Array.fromAsync polyfill
TC39 is considering a new standard
Array.fromAsync convenience method.
This is the polyfill for that.
Requirements
This polyfill requires ES 2018 (which must include support for async iterators).
Installation
In Node:
npm install array-from-async
…then:
import 'array-from-async';
In web browsers or Deno:
import 'https://unpkg.com/array-from-async';
Description
Similarly to Array.from,
Array.fromAsync would be a static method
of the Array built-in class, with one required argument
and two optional arguments: (items, mapfn, thisArg).
But instead of converting an iterable to an array,
it converts an async iterable to a promise
that will resolve to an array.
async function * f () {
for (let i = 0; i < 4; i++)
yield i;
}
await Array.fromAsync(f());
mapfn is an optional function to call on every item value.

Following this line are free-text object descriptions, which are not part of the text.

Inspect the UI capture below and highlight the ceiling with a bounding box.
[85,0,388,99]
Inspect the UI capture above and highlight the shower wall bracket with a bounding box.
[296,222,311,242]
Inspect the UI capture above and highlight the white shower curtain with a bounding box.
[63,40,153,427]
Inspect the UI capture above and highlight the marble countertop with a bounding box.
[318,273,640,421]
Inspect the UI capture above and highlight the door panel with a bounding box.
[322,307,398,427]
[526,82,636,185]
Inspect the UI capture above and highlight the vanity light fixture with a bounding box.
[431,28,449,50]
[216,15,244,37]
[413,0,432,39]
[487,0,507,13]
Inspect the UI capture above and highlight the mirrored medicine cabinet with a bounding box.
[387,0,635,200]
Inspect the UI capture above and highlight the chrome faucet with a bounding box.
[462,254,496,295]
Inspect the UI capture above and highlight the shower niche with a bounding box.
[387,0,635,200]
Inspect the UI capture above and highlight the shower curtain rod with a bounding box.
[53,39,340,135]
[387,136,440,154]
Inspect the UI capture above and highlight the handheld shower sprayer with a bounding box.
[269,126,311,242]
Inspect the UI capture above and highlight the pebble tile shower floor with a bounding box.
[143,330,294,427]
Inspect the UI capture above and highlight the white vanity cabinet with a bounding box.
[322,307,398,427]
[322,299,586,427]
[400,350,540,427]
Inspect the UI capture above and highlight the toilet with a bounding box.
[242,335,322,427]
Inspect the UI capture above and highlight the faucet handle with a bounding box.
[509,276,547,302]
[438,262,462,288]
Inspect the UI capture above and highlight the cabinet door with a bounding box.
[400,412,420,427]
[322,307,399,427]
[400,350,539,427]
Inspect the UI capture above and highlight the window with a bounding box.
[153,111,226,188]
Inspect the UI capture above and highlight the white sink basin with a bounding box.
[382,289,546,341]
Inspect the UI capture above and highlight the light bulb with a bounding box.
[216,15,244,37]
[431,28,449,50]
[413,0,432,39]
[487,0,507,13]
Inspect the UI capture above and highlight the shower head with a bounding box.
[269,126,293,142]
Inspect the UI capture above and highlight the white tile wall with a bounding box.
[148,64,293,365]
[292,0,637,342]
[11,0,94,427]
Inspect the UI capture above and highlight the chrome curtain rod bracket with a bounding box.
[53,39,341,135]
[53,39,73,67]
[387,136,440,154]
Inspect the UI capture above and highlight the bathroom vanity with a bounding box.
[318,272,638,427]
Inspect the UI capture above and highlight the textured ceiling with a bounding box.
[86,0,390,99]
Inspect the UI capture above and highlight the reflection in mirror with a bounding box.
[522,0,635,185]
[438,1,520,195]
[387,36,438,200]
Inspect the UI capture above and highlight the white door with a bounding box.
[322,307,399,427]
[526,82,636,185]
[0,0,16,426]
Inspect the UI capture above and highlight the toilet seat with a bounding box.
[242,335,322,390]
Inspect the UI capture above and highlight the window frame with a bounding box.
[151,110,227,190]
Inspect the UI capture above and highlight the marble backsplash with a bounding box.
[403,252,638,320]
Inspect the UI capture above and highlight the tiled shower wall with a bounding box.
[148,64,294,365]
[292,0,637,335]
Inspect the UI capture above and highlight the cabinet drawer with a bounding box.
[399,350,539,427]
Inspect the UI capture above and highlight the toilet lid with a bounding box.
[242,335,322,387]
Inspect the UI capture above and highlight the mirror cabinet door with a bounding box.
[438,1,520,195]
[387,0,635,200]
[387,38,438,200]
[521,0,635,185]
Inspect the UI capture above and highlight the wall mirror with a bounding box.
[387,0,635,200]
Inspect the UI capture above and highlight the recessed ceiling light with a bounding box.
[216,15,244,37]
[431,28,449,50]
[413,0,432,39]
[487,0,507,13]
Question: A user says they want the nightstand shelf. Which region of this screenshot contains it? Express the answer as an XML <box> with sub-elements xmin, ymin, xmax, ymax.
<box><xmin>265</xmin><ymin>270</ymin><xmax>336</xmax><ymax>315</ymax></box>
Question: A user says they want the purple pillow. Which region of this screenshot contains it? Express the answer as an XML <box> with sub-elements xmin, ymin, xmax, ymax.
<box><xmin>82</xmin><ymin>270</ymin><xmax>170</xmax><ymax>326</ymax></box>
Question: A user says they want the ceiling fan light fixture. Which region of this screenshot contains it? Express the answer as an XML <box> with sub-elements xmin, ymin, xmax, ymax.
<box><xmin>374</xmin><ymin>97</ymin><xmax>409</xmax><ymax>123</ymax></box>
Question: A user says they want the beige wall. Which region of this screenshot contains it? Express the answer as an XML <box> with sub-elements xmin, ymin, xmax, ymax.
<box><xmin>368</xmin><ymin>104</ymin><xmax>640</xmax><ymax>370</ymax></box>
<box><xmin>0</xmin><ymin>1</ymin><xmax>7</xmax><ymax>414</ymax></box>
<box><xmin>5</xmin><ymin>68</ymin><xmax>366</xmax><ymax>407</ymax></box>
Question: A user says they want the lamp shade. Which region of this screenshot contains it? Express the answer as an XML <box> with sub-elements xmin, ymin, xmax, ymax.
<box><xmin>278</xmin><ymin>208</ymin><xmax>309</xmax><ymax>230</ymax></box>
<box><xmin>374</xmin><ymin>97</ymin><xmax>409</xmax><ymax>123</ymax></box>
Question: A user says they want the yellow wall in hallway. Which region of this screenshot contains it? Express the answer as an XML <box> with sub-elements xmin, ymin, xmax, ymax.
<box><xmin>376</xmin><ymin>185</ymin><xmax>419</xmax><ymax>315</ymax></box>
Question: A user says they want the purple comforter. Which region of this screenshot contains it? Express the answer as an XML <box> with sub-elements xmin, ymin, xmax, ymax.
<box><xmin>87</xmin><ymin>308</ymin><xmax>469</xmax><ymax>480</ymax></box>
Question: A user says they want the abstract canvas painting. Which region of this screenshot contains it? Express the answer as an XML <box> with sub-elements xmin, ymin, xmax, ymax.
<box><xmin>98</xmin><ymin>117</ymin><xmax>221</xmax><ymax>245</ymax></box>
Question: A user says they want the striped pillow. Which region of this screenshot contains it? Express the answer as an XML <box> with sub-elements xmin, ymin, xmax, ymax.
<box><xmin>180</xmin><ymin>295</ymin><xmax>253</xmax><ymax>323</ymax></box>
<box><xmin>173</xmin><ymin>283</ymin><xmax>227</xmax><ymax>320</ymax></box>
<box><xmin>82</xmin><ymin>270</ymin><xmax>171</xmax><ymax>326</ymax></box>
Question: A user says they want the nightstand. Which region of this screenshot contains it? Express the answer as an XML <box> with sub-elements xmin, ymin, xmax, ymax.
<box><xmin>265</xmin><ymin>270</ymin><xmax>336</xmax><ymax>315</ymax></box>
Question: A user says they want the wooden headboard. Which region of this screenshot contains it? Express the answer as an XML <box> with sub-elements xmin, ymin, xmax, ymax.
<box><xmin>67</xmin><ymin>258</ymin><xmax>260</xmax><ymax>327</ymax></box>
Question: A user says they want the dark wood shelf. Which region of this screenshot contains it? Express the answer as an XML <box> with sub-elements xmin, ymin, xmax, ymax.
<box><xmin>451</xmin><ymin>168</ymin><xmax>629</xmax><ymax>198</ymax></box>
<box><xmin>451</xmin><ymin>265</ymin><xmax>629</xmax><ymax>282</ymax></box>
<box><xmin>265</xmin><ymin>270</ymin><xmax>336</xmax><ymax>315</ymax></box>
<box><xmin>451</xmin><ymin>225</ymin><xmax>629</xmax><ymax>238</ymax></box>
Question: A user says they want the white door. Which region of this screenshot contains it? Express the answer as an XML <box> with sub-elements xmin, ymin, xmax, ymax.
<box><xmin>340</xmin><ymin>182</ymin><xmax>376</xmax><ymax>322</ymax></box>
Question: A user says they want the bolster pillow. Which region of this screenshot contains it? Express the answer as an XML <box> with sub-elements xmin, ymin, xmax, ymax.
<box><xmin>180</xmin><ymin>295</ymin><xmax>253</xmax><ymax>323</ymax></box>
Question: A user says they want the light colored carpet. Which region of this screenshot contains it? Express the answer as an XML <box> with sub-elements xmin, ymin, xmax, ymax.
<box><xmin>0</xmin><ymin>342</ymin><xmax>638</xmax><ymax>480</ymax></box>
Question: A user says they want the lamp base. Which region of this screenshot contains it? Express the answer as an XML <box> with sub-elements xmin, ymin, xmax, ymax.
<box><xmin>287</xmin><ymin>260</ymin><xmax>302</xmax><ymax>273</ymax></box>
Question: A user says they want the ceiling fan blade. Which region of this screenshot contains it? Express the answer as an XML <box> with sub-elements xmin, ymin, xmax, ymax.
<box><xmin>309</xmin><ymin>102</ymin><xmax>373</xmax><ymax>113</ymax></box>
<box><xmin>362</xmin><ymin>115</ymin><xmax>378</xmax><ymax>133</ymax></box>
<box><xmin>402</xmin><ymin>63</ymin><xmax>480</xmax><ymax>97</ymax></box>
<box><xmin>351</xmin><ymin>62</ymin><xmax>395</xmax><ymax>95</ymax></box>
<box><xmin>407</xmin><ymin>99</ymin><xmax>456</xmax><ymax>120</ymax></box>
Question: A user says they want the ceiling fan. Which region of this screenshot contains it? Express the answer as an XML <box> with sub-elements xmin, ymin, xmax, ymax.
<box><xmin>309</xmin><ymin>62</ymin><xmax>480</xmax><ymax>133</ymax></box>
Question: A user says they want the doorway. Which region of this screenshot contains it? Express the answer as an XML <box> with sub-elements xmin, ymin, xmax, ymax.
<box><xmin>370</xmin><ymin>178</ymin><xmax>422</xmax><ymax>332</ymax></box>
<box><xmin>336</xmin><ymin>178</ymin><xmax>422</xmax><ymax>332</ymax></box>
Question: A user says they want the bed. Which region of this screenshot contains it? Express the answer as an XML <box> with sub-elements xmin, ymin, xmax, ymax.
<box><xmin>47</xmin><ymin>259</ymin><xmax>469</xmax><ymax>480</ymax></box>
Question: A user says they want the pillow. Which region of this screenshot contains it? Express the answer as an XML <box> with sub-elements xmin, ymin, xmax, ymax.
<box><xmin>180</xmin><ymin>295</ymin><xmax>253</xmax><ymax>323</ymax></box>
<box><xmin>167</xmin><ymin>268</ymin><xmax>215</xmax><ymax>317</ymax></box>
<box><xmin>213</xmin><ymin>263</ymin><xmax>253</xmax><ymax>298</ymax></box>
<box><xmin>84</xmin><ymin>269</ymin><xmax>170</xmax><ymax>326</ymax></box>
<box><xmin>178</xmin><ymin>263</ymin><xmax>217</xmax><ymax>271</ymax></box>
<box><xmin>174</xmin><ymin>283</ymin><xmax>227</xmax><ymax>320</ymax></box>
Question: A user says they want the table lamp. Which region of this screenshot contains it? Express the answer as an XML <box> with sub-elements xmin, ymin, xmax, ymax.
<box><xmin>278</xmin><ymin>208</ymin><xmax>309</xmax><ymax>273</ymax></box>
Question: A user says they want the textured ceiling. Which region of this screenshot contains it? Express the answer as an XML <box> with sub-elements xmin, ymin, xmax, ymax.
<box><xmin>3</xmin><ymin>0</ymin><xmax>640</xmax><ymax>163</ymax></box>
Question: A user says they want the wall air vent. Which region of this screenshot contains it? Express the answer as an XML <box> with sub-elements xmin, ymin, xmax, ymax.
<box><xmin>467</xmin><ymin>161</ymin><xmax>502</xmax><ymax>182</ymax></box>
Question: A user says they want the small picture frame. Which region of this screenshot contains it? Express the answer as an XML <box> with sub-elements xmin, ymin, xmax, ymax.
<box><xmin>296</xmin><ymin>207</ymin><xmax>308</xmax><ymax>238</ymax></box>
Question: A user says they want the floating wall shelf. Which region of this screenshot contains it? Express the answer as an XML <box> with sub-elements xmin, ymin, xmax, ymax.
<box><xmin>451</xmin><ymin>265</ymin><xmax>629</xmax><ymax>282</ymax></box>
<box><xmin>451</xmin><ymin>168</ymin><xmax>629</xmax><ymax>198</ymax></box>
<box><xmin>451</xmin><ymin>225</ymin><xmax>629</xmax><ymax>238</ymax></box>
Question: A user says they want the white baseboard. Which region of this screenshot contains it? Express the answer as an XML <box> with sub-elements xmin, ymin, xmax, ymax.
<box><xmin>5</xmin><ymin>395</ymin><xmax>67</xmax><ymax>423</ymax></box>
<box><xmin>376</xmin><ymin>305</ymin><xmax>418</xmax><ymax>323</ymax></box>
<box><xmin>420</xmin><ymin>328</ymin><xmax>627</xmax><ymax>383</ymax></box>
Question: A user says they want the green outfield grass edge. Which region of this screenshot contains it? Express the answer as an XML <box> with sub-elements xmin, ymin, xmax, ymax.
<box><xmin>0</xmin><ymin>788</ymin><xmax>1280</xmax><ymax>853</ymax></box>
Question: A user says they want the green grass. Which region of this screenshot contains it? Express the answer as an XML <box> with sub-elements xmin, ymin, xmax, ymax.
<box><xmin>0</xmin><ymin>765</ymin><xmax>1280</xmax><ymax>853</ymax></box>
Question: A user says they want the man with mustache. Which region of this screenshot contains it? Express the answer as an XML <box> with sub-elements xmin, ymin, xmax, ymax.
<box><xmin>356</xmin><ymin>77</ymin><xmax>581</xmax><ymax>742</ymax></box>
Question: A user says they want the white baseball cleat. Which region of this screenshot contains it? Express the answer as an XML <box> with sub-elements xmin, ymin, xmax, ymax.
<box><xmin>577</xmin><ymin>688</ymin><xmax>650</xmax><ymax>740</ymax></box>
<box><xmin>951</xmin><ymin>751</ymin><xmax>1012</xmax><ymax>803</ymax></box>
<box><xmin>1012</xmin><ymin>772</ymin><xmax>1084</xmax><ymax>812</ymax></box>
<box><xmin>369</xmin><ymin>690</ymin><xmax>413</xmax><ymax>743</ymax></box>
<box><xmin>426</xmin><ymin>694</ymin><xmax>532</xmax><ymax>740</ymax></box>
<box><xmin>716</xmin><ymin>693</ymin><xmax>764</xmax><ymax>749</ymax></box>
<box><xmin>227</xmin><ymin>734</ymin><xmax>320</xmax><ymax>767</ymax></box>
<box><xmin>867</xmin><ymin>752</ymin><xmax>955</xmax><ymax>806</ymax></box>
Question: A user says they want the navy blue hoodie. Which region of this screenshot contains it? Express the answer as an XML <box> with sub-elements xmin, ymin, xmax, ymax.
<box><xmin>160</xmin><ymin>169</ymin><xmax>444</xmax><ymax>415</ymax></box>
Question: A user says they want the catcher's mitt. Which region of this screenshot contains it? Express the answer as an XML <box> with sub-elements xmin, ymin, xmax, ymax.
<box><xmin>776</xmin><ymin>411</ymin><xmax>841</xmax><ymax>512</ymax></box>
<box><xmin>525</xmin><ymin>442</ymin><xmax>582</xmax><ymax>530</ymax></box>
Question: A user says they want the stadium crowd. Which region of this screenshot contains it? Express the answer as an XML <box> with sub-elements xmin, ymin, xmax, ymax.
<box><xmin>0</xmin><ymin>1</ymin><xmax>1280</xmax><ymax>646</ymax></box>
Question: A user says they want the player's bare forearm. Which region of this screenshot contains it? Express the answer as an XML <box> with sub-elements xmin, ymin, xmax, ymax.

(Unlike Array.from, mapfn may be an async function.
Whenever mapfn returns a promise, that promise will be awaited,
and the value it resolves to is what is added
to the final returned promise’s array.
If mapfn’s promise rejects,
then the final returned promise
will also reject with that error.)
thisArg is an optional value with which to call mapfn
(or undefined by default).
Like Array.from, Array.fromAsync is a generic factory method.
It does not require that its this value be the Array constructor,
and it can be transferred to or inherited by any other constructors
that may be called with a single numeric argument.
Polyfill limitations
The polyfill cannot exactly match the spec in one way.
If it is attached to a non-constructor function
(i.e., arrow functions or class methods),
then fromAsync will incorrectly throw a TypeError,
rather than correctly creating an array.
This is because there is no current way
to test whether a function is not a constructor.